Based on only the experience of one year each with tiller and wheel on a Crealock 37 we found that with a tiller and tiller extension you get all of the benefits listed below plus some. For example, you can stand or sit, AND you can sit up under the dodger when it is cold and nasty -- or you can stand with just your head over the dodger when you need. In this well-designed boat there is simply no excuse for heavy weather helm so the one advantage of the wheel is, as far as I can tell, lost.
We have not yet sailed in large following seas so don't know how that will work, but for everything else we much prefer the tiller -- having used both on this boat!
PSC 37, Kenlanu.
The wheel pluses... assuming a cockpit designed for helmsman comfort which would include:
1 - T shaped
2 - hump helmsman seat behind the wheel
3 - cockpit sole behind wheel curves up towards cockpit edges
Benefitsof a wheel:
a. You can sit to windward or leeward as preferred
b. More cockpit space for crew
c. You can comfortably stand and steer, which is nice if you have a dodger up or there's a lot of wave action, you can see where you are going.
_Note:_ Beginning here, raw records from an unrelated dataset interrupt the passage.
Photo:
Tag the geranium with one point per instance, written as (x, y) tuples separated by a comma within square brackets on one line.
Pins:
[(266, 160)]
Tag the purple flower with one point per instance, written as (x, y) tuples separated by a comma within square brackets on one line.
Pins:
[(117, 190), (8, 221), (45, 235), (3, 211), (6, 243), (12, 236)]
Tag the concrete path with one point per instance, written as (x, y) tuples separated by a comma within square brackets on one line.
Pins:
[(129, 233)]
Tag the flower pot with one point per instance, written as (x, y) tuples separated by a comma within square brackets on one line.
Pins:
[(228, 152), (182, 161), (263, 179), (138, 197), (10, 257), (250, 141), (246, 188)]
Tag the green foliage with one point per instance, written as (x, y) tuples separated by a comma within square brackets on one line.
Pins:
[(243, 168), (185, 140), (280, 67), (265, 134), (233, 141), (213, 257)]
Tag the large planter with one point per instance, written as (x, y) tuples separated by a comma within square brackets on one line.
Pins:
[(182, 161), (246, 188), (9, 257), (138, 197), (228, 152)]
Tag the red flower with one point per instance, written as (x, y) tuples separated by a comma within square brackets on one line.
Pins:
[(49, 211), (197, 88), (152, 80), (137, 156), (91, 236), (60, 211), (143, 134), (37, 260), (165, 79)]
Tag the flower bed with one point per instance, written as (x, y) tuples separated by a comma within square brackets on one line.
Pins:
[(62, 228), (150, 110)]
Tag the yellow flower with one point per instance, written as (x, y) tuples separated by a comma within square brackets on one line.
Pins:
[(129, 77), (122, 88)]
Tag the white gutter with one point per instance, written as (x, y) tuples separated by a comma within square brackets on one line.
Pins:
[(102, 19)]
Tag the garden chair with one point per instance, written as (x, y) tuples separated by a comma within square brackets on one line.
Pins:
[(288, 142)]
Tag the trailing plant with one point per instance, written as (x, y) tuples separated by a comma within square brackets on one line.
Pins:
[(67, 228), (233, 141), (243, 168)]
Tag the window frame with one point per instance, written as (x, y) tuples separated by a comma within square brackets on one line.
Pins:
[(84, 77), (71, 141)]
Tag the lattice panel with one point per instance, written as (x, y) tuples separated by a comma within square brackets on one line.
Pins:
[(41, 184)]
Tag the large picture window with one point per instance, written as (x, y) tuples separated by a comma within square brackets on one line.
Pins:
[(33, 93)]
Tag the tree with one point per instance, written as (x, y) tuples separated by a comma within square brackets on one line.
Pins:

d. Weather helm doesn't translate in a heavy tiller.
e. But the major benefit of a wheel is you can steer for hours in all conditions and not become immediately or excessively fatigued.
A tiller can still be enjoyable if the boat is designed to permit use of a hiking stick. For example, a Colgate 26 is a delight to sail, because the cockpit coamings are designed for comfortable windward seating and for the use of a hiking stick. You can sit securely to windward and steer easily while looking where you are going.
Now and then I take a sail on a friend's Pearson Triton, a nice older design, but after about 10 minutes on the tiller, it's "so who wants to drive now...". If the breeze is up, just forgetaboutit.